Projeto prevê criação de banco de dados para cadastro de pessoas desaparecidas
De autoria do deputado Karlos Cabral (PDT), o Projeto de Lei n° 0540/17 prevê alteração na Lei n° 16.499 de 10 de fevereiro de 2009, do sistema de comunicação e cadastro de pessoas desaparecidas. De acordo com a propositura, o sistema de comunicação será composto por um banco de informações públicas que serão disponibilizadas no cadastro de pessoas desaparecidas, de livre acesso.
Esse cadastro será composto ainda por um banco de informações não públicas, de caráter sigiloso e interno, destinado aos órgãos de perícia, que conterá informações genéticas e não genéticas das pessoas desaparecidas ou não identificadas. Tais ferramentas, segundo o deputado, possibilitam uma melhor investigação, análise e identificação dos diferentes casos.
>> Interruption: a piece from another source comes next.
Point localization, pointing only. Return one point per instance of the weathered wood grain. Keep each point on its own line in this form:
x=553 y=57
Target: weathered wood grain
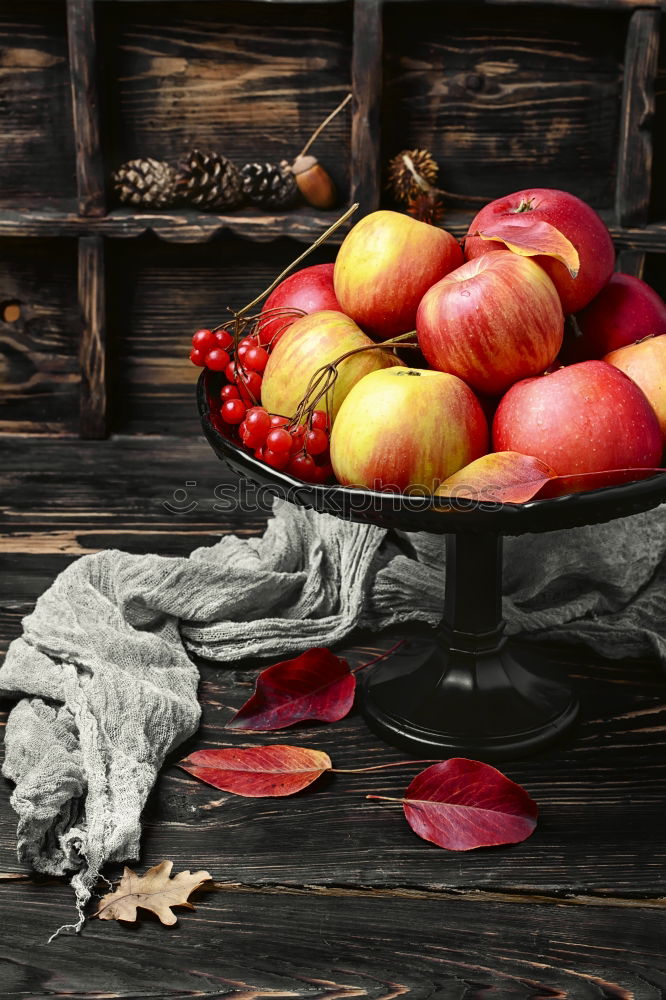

O projeto visa ainda garantir que a autoridade responsável pelo órgão local de segurança pública, ao ser informada ou notificada do desaparecimento de uma pessoa, adote de imediato todas as providências, estabelecendo a comunicação dos fatos às demais autoridades competentes, garantindo ainda a inclusão de novas informações no banco de dados mencionado.
Nos casos de desaparecimento de crianças e adolescentes, a investigação e a busca serão realizadas imediatamente após notificação da autoridade, devendo-se proceder da mesma forma nos casos de pessoas com deficiência física, mental e/ou sensorial, independentemente de sua idade.
Pela proposta, em nenhuma hipótese corpos ou restos mortais encontrados serão sepultados como indigentes sem antes a adoção de certas cautelas, como o cruzamento de dados e coleta de informações acerca de suas características físicas, inclusive do código genético contidas no DNA e disponíveis no banco de dados garantido por tal propositura.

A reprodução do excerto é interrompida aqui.